Três possibilidades: ou, à semelhança do que
aconteceu em África, a alteração das fronteiras é assunto tabu; ou está
tudo em aberto e todas as reivindicações separatistas são legítimas; ou
considera-se que o aprofundamento e alargamento da União Europeia
permitem que as Nações sem Estado encontrem soluções originais de
autonomia. O que não é aceitável é esta falta de critério. Ou melhor,
este único critério: o que for mais conveniente em cada momento a cada
potência europeia. Se é este o caminho não seria má ideia recordar como
começaram as duas piores guerras do século XX."
Passados seis anos, leio declarações de Durão
Barroso sobre uma possível independência da Escócia e o referendo na
Crimeia. E comparo-as com a sua posição e a da maioria dos países da
União sobre a o Kosovo e o papel ativo que, dentro da NATO, tiveram na
sua independência.

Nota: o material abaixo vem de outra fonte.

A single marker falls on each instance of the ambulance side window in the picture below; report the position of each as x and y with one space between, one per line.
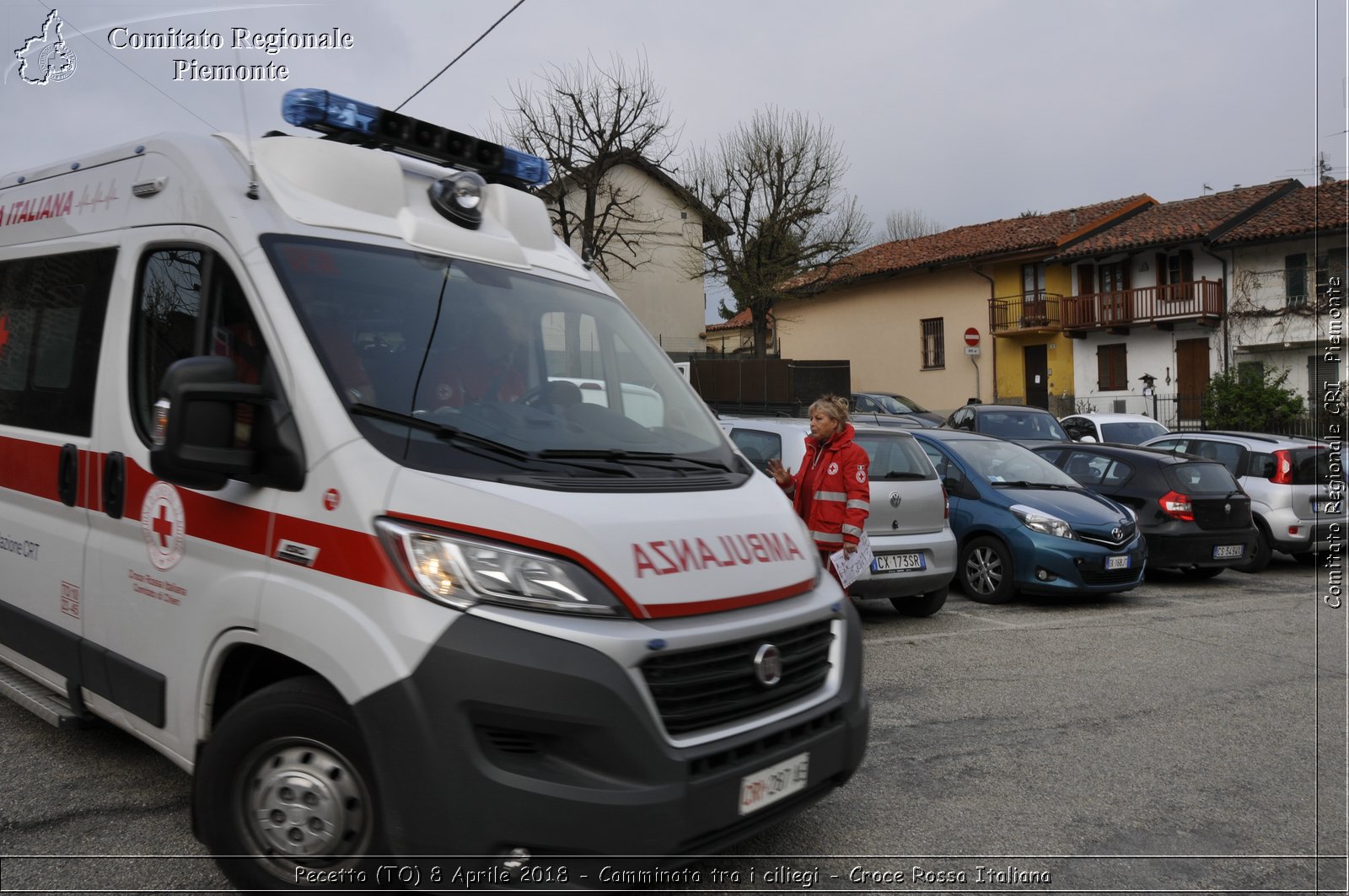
189 304
51 312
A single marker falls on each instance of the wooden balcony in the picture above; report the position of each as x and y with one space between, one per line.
1024 314
1160 307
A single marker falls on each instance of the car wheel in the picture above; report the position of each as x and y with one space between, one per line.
1261 555
285 783
922 605
986 571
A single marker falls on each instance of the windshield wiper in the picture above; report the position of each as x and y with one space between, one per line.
442 431
641 458
1023 483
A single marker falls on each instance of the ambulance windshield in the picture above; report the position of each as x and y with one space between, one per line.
474 370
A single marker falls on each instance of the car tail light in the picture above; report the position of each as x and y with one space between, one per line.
1282 467
1177 507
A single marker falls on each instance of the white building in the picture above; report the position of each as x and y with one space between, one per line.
1150 297
1287 307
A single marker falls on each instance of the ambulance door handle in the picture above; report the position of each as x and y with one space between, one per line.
67 475
115 483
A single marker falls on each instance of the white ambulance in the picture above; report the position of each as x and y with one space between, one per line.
297 485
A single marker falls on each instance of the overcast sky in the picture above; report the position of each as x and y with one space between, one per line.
965 110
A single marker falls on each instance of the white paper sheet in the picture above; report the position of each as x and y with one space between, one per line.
850 567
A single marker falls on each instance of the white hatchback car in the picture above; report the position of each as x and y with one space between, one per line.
1121 429
908 527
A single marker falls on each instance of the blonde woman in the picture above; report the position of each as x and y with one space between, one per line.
830 491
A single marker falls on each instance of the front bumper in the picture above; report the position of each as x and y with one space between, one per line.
1072 566
508 738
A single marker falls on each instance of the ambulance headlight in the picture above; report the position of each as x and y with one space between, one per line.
460 571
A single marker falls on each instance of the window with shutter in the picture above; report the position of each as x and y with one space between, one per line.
1295 278
1112 368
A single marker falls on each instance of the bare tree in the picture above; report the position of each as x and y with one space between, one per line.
908 223
587 119
775 186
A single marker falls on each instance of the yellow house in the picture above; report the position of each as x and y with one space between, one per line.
900 311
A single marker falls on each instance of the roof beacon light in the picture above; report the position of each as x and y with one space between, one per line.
352 121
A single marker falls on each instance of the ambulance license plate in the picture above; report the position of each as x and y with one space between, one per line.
897 561
775 783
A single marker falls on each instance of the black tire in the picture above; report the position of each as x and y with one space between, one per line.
922 605
1261 555
292 748
986 571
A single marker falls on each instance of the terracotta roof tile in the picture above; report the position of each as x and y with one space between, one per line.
739 321
1178 222
980 240
1313 208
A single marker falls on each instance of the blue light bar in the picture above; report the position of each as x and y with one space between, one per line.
352 121
324 111
525 168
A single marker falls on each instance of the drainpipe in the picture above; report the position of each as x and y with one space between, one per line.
993 341
1225 287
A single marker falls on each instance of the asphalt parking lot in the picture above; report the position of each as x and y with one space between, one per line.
1184 736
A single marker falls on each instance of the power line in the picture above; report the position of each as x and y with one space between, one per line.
459 57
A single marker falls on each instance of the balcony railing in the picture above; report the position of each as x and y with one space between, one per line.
1196 301
1024 312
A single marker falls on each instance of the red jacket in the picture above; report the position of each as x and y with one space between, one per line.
831 491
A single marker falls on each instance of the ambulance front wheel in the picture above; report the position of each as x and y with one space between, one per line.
283 795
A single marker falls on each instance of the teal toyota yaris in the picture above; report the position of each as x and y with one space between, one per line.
1023 525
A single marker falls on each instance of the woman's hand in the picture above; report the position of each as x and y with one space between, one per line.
782 474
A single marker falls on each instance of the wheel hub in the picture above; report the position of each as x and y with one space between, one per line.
305 802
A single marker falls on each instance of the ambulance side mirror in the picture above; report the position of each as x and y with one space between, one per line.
211 428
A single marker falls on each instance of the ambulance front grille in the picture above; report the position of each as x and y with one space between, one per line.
707 687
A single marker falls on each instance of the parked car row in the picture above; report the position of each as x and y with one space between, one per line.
1023 513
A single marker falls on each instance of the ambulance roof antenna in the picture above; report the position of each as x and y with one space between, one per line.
253 169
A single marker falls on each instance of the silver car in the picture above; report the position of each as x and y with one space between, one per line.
1295 496
908 528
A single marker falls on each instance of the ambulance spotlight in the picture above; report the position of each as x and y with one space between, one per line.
459 199
352 121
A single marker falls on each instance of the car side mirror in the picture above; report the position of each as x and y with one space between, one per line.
211 428
959 487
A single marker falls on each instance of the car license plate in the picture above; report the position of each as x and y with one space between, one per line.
897 561
775 783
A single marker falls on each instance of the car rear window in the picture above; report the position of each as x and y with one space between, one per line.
1132 432
1310 466
1022 426
895 456
1201 480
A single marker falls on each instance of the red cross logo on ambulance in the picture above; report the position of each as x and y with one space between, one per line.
164 525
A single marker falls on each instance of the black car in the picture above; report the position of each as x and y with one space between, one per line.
1193 514
1022 424
895 405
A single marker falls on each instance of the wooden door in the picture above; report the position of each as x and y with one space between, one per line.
1036 377
1191 375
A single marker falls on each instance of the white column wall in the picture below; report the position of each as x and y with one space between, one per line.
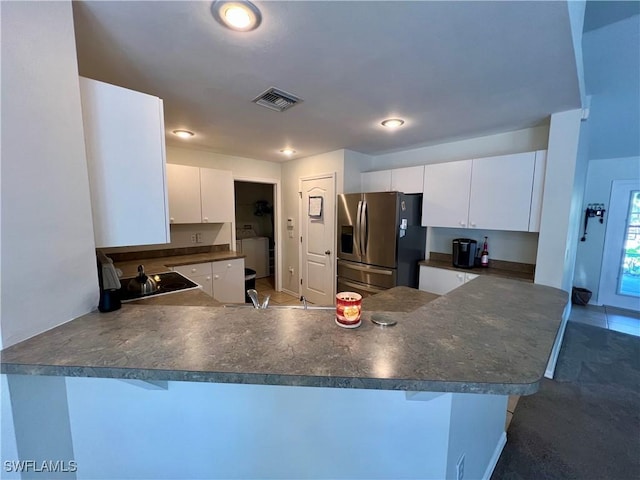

E concluo que o critério europeu se resume mesmo à
última hipótese de que falei no meu texto: "o que for mais conveniente
em cada momento a cada potência europeia".
Não é novidade e é um critério como outro qualquer. Só
não venham com a conversa da Constituição ucraniana (a Sérvia também tem
uma), que há mais de um mês ninguém parece, aliás, cumprir em Kiev; a
integridade territorial de cada país europeu; ou os riscos para paz de
mudanças de fronteiras. Falem de interesses estratégicos, económicos e
militares. Dos alemães, dos norte-americanos e dos russos. Há coisas
interessantes para dizer sobre esse assunto. Falem duma solução
negociada com a Ucrânia e a Rússia e como pode a Europa ajudar a
pacificar um conflito que passou os dois últimos anos a acicatar,
estando agora a colher a tempestade dos ventos que ajudou a semear. Só
não falem, por favor, de princípios, de legalidade e de direito
internacional. Só não nos continuem a tomar por parvos.